La Ninfa invita il sovrano a bagnarsi con lei nelle acque del Pattolo. Un suo bacio sensuale e appassionato cambierà per sempre la vita del monarca. Leggi l’episodio precedente.
XLV. E nella siccità degli altipiani dall’anfora scorreva tanto vino che non bastavan dieci, cento mani a scaraffarlo tutto nel catino. Nel battere d’un ciglio i due silvani han perso la misura e il misurino il re caldeo beveva a più non posso, per poco la pipì non si fa addosso.
XLVI. Il naso gli era diventato rosso la lingua in bocca tutt’intorcinata e traballante in bilico sul fosso aveva la coscienza un po’ annebbiata. A un tratto si sentì di molto scosso vedendo riapparir la stessa fata che il giorno prima fermamente prese dello schifoso insetto le difese.

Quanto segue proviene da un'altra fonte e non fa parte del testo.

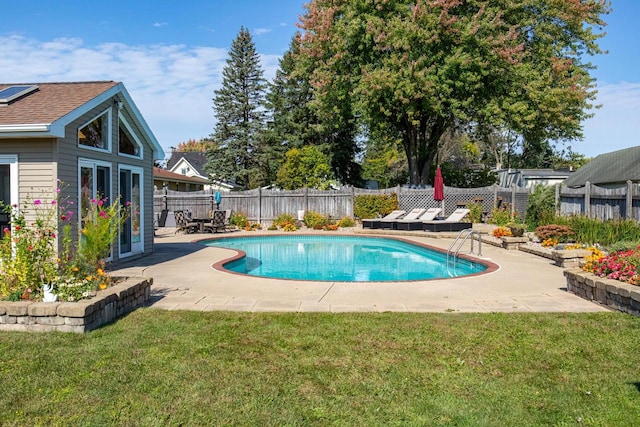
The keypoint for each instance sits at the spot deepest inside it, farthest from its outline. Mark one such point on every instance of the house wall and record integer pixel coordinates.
(36, 165)
(69, 153)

XLVII. Stupito della cosa il Re le chiese: “Cosa ci fai tu qui o ragazzina? Non ho scordato le parole offese con cui andasti via l’altra mattina!”. Ma lei sorrise e con le mani stese gli fece un’invitante mossettina lo prese dolcemente per un braccio ed invitò a ballar quel poveraccio.

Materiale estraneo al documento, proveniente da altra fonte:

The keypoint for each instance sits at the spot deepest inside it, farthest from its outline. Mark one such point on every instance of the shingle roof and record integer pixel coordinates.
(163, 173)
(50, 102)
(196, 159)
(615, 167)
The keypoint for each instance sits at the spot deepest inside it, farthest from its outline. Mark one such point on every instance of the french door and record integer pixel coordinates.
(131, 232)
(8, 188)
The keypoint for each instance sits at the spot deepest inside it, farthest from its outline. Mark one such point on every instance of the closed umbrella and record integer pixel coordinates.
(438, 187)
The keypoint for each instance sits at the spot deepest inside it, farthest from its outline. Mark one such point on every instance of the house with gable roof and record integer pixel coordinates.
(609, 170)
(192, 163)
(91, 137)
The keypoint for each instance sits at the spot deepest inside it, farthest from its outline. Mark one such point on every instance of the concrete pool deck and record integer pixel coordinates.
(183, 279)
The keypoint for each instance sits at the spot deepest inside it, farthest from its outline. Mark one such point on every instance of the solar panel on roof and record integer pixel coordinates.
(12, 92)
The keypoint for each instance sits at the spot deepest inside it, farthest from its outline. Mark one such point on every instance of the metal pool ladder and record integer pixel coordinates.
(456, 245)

XXXIX Lui si schermì: “Fai piano, diavolaccio Potrei cadere in terra malamente!”, di sciogliere tentò il femmineo laccio ma non le resistette lungamente. Lo avvolse lei in un caloroso abbraccio se lo rapì nel corpo e nella mente poi senza dire niente, l’ha afferrato per dargli un bacio da mozzare il fiato.
IL. “Mi sento un po’ stordito e frastornato! Ho già dimenticato le afflizioni, dalla corrente sono trascinato nel gran tumulto delle mie passioni”. Nell’acqua del torrente s’è tuffato sotto l’impulso delle tentazioni sguazzava tra le onde, il vecchio arcigno come nel lago può nuotare un cigno.
L. Frattanto che lei schiude quello scrigno intorno si levò una lieve brezza e ricomparve il consigliere insigno, il re lo salutò con leggerezza. “Venite a degustar questo vitigno è degno d’una gran piacevolezza!” ma Gorgia stranamente non parlava e dalla sponda muto lo guardava.
LI. Una risposta il sire s’aspettava: “Siete venuto a far l’ambasciatore? La novità, se dolorosa o brava ditela pure al mio turbato cuore”. Nel dir così la voce gli tremava rispose allora Gorgia:”Mio signore s’è rinserrata la gran fenditura ed in città è passata la paura”.
LII. Ma l’espressione in volto e la postura lasciavan presagire un qualche danno il Re incalzò: “Non datemi premura spiegatemi le cose come stanno. Gettaste l’oro nella spaccatura? Forse mio figlio riportò un malanno?”. Si spense quel sorriso tanto gaio e per pudore tacque il pifferaio.
LIII. Il messaggero disse: “Un brutto guaio! La profezia del vate venne al vero, quel gran sapiente dal modesto saio contro cui vi levaste in modo altero. Voi lo chiamaste falso parolaio ma il suo dettato è stato veritiero, Ancuro ha rigettato nel profondo quello che aveva di più caro al mondo”
LIV. E il Re: “Ti prego, non girare in tondo temporeggiare non sarà che vano!”, il messaggero allor fece l’affondo e la notizia riportò al sovrano. “Io molto onestamente vi rispondo ma quello che dirò non suoni strano: il figlio nel determinar l’azione assecondò la vostra educazione”.
LV. “Da voi ereditò la convinzione che il mondo lo si possa governare con il poter della contrattazione, l’abilità nel vendere e comprare. Voi sempre coltivaste l’ossessione comunque ad ogni costo primeggiare: così, com’è suo padre ancora adesso Ancuro non teneva che a sé stesso“.
LVI. Il Re protesta allor: “Non colgo il nesso! Parlare tu mi devi con franchezza” e quello a lui: “Se dirlo m’è concesso io cercherò di farvi più chiarezza. Un fatto molto grave gli è successo quando il burrone giunse a tale ampiezza da minacciar le mura cittadine in queste prime ore mattutine”.